The translation of Chekhov’s play to contemporary Azerbaijan yields some interesting results. If Chekhov’s play is concerned with changing socio-economic structures—the decline of the gentry and the rise of the middle class in post-reform Russia—so, too, does Najaf’s film attend to the rise of migrant workers coming to Russia from former Soviet republics and how this disrupts traditional ways of life.

Like Chekhov’s cherry orchard, the pomegranate orchard is portrayed as a fragile idyll, with signs of the modern world slowly encroaching. And yet, we are reminded that the idyllic nature of the orchard has already been pierced. In the play, Madame Ranevskaya’s son Grisha drowned in the river, thus impelling her to abandon the estate and move abroad.
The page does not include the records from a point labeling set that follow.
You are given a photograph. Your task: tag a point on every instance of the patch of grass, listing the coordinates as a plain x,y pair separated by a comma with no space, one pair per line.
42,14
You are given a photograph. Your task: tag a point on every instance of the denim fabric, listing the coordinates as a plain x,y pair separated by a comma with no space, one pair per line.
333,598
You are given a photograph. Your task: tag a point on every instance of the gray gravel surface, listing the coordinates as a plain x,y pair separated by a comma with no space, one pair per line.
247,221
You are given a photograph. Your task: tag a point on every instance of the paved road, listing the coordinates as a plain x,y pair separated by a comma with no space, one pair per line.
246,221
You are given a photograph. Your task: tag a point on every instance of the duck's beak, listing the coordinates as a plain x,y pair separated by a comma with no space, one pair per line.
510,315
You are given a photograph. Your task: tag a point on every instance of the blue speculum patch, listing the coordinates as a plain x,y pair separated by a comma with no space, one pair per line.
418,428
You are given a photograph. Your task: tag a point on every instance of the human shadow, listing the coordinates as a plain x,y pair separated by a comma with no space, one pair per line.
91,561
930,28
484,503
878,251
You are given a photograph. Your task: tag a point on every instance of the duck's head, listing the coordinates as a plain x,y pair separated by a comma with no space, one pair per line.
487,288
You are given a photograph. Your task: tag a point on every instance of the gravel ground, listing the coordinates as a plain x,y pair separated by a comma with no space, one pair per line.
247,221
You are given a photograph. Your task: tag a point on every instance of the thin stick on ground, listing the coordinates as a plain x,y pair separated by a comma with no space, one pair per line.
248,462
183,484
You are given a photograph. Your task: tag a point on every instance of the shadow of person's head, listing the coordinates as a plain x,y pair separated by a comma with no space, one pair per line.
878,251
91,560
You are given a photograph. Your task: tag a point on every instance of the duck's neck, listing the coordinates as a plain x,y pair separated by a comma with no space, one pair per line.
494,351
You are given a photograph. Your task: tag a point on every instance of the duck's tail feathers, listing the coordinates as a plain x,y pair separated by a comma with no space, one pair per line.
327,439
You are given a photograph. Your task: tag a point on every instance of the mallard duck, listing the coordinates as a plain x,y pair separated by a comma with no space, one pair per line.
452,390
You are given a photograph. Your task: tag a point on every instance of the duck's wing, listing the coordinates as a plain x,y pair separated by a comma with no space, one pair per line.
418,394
In the film, we learn that Gabil’s brother died when he crashed his car into one of the trees while driving drunk. It is Gabil’s guilt over this event—he had given his brother the keys to the car even though he knew he was drunk—that motivated him to flee to Russia twelve years ago. For both characters, the orchard is the beloved ancestral home but also the site of trauma.

What is intriguing, however, is that Gabil’s character doubles as both Ranevskaya, the aristocratic landowner of the orchard, and Lopakhin, the son of a former serf who buys the estate. Like Ranevskaya, Gabil returns to the family estate from abroad, heavily in debt. Despite their financial situations, both characters make a show of generosity so that others will still perceive them as prosperous. Like Lopakhin, though, Gabil also encourages the sale of the family estate in his attempt to gain ascendancy in the new socio-economic order. And yet, one feels that the film does not do as much as it could to explore this tension in Gabil’s character.